Mientras duró la maniobra los pasajeros reconocían a sus parientes con aspavientos de gozo en el tumulto del mueble. La mayoría eran patronas otoñales de pechugas flamantes, sofocadas dentro de los trajes de luto, con los niños más bellos y numerosos de la tierra, maridos pequeños y diligentes, del género inmortal de los que leen el periódico después que sus esposas y se visten de escribanos estrictos a pesar del calor.
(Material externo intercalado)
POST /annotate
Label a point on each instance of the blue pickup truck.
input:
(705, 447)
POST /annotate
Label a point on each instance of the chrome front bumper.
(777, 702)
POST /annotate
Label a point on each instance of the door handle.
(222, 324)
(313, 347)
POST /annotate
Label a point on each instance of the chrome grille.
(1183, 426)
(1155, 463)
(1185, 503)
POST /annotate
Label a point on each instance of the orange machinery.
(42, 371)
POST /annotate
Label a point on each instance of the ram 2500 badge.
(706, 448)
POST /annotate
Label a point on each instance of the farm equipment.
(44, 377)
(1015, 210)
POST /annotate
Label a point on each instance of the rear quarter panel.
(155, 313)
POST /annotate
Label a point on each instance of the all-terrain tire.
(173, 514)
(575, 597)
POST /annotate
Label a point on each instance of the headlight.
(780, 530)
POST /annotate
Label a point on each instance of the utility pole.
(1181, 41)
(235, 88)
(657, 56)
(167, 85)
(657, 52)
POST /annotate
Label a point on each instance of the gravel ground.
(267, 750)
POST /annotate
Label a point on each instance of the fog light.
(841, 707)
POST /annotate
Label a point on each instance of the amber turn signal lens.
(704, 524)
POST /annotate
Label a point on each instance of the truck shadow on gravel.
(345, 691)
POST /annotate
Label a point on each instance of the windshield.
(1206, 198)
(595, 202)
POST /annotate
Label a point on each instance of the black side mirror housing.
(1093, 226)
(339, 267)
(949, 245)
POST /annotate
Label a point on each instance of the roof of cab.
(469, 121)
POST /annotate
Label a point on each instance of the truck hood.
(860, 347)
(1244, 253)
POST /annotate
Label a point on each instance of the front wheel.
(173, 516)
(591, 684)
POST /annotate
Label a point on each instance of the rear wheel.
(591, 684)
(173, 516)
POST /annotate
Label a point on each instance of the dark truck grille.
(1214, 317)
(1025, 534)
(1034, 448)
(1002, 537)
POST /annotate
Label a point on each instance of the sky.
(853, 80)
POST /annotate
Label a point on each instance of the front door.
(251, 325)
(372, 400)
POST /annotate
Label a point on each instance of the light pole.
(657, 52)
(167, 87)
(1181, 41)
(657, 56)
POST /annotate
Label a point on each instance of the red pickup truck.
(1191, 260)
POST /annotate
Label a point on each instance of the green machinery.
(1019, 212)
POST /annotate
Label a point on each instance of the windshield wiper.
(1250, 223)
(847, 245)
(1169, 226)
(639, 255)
En medio de aquella algarabía de feria, un hombre muy viejo de aspecto inconsolable, sobretodo de mendigo, se sacaba a dos manos de los bolsillos puñados y puñados de pollitos tiernos. En un instante llenaron el muelle, piando enloquecidos por todas las partes, y solo por ser animales de magia había muchos que seguían corriendo vivos después de ser pisoteados por la muchedumbre ajena al prodigio. El mago había puesto su sombrero bocarriba en el piso, pero nadie le tiró desde la borda ni una moneda de calidad.